I used a Waterloo bottom tool chest.  I put a piece of particle board with about 8 coats of urethane on top of the chest; screwed cleats around the board to capture it on the tool chest.  Works great for me, convenient for moving the mill around, lots of storage right under the tool.  No problems with accuracy from vibrations or anything.

Bruce


----------



## T Bredehoft (Aug 12, 2016)

BGHansen said:


> I used a Waterloo bottom tool chest.



Not that I need another space taker, but I'm envious of both your mill and its' stand.


----------



## wa5cab (Aug 12, 2016)

If you have to make something from scratch, 2x4's and 3/4" plywood will work well.  Under the mill, I would use two layers of the plywood topped with a large rectangular serving tray with raised edges.  My drill press and arbor press have been on such stands for 35 or 40 years now.

The factory steel stand is 32" tall, not counting the lip around the tray on top.


----------



## CluelessNewB (Aug 12, 2016)

Atlas sold hardwood cabinets for several machines in the 1940's.  The M1-750 cabinet was sold for both the horizontal mill and the metal shaper.  It was listed as 18"x30" and 31-3/4" high.  I have a PDF of the catalog for these wood stands "Bulletin NO. F3 - February, 1943".   I can upload it if it's not here already, not sure where I got it from.


EDIT:
  Found it on the Vintage Machinery Web Site:
http://www.vintagemachinery.org/pubs/detail.aspx?id=3441


----------



## CluelessNewB (Aug 12, 2016)

And sticking with 1943 here is an article on making machine stands from the April 1943 issue of Popular Science:

https://books.google.com/books?id=p...page&q=popular science machine stands&f=false


----------



## wa5cab (Aug 12, 2016)

They also sold a floor stand with cast iron legs and hardwood top and shelf.  This was 33-1/2" tall.


----------



## 34_40 (Aug 13, 2016)

I had mine on a simple 2x4 w\plywood stand and it was okay.  Then someone gave me a metal stand from a saw or router and that felt more firm. 
I added a plywood top and through bolted the mill to it.
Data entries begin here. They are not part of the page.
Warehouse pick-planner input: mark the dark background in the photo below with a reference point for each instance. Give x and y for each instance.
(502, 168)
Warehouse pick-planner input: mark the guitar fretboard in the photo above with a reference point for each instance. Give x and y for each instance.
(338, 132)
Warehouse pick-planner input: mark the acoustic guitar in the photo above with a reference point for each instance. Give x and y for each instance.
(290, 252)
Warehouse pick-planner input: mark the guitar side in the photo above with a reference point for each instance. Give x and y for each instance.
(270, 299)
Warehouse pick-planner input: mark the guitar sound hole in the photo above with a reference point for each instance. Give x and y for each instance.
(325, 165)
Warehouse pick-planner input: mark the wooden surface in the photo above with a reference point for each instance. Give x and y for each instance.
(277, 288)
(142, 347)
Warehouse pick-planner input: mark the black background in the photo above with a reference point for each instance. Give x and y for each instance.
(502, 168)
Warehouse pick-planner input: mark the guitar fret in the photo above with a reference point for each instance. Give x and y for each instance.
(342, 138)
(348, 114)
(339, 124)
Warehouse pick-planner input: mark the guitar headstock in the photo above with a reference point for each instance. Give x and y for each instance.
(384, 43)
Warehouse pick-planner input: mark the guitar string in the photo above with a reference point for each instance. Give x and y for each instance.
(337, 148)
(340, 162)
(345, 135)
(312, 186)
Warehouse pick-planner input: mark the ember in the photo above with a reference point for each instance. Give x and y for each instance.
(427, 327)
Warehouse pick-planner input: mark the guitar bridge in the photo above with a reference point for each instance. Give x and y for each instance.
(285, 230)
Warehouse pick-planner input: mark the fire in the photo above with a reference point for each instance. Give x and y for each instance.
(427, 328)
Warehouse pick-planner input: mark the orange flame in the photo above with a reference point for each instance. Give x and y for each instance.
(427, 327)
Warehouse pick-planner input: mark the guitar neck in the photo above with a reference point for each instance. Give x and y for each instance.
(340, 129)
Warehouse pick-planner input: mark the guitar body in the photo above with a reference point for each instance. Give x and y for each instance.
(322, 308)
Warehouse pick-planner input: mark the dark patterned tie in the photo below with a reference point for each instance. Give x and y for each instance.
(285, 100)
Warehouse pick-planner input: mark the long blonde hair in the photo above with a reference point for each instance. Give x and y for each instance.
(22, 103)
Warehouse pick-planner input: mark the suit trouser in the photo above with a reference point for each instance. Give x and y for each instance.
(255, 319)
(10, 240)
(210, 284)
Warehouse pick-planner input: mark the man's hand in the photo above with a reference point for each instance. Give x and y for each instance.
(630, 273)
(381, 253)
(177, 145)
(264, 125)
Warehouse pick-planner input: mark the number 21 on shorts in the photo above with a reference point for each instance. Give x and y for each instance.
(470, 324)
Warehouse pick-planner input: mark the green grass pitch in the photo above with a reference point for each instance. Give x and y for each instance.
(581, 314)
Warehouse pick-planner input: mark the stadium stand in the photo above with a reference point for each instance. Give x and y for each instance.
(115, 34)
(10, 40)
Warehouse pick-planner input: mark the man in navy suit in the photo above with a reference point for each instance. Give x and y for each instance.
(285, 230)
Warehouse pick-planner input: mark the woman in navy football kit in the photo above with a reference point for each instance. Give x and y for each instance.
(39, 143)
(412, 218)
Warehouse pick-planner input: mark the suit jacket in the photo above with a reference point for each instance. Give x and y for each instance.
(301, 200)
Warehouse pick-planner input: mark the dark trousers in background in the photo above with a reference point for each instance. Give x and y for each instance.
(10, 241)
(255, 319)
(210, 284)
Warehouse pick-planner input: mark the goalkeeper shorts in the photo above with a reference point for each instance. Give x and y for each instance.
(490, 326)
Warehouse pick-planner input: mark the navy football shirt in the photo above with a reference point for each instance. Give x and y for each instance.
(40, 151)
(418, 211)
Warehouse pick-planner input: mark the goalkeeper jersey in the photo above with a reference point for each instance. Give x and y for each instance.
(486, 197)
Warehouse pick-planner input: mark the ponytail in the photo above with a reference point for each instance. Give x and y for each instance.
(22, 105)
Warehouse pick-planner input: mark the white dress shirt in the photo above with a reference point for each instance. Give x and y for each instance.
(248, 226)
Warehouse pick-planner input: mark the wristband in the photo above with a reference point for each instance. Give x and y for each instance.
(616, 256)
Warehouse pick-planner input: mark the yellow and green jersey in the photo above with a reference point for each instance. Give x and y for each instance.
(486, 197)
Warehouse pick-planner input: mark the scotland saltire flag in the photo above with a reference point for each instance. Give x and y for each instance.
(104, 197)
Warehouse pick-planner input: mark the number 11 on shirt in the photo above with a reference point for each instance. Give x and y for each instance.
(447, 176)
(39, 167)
I added a drawer and there's still plenty of storage underneath.   You may be able to add some "structure" to stiffen what you have..??..??


----------



## WisJim (Aug 13, 2016)

Thanks for all the helpful info.  This gives me ideas and dimensions, so I will figure out something to get the machine in use.


----------



## Green Frog (Aug 13, 2016)

Later on they came with a steel cabinet style base.  There have been a couple on fleaBay recently, but priced pretty dear.


----------



## JPMacG (Aug 14, 2016)

I put mine on a Hefty tool box.  I screwed and glued three sheets of 3/4 inch plywood on top.  The tool box castors had to go.  They wobbled even when the wheels were locked and they were too far inward.  I replaced them with steel C channel with hockey puck feet and jack screws.   Tool box is 18" x 27" and 34" tall.    34 is about right for me (I'm short).  I put an electrical box on the back with an outlet for accessories.


----------



## VSAncona (Aug 15, 2016)

I built a wood stand for mine. It's sort of a copy of the one Atlas sold during the war.


----------



## Green Frog (Aug 15, 2016)

Wow, VSAncona, nice work!  That's the same general design as the steel one that came (I believe) originally with my MFC.  The main difference is that the original was open all the way through both sides, but I'm sure that the additional side panel adds desired rigidity to yours.  It looks way too pretty to be subjected to chips, swarf and cutting fluids, though.  I'd be proud to have that as furniture in a room away from the shop.  BTW, what kind of finish did you use on it to keep it so fresh looking (or do you just not use it that much?)  Regardless, your mill looks like it is proud to sit on its pedestal of honor.  Great job!


----------



## tr7sprint1 (Aug 16, 2016)

VSAncona, nice work! 

Dimensions or prints for cabinet? what type of wood did you use?


----------



## A618fan2 (Aug 17, 2016)

Nice reproduction of the original - I think my wife would have "borrowed" that one for the living room!

John


----------



## VSAncona (Aug 17, 2016)

Thanks, guys. I didn't have any plans for it -- just kind of winged it based on the drawings of the original from the brochure that someone posted a link to above. I did make mine a couple of inches taller than the original. It's made out of hard maple and maple plywood for the sides and back. I'm planning on adding a drawer or two to the storage area beneath, but just haven't gotten around to that. Finish is just catalyzed lacquer. It was new in those photos, but it's held up so far. I don't use flood coolant and I brush off the chips after I'm done using it each time.


----------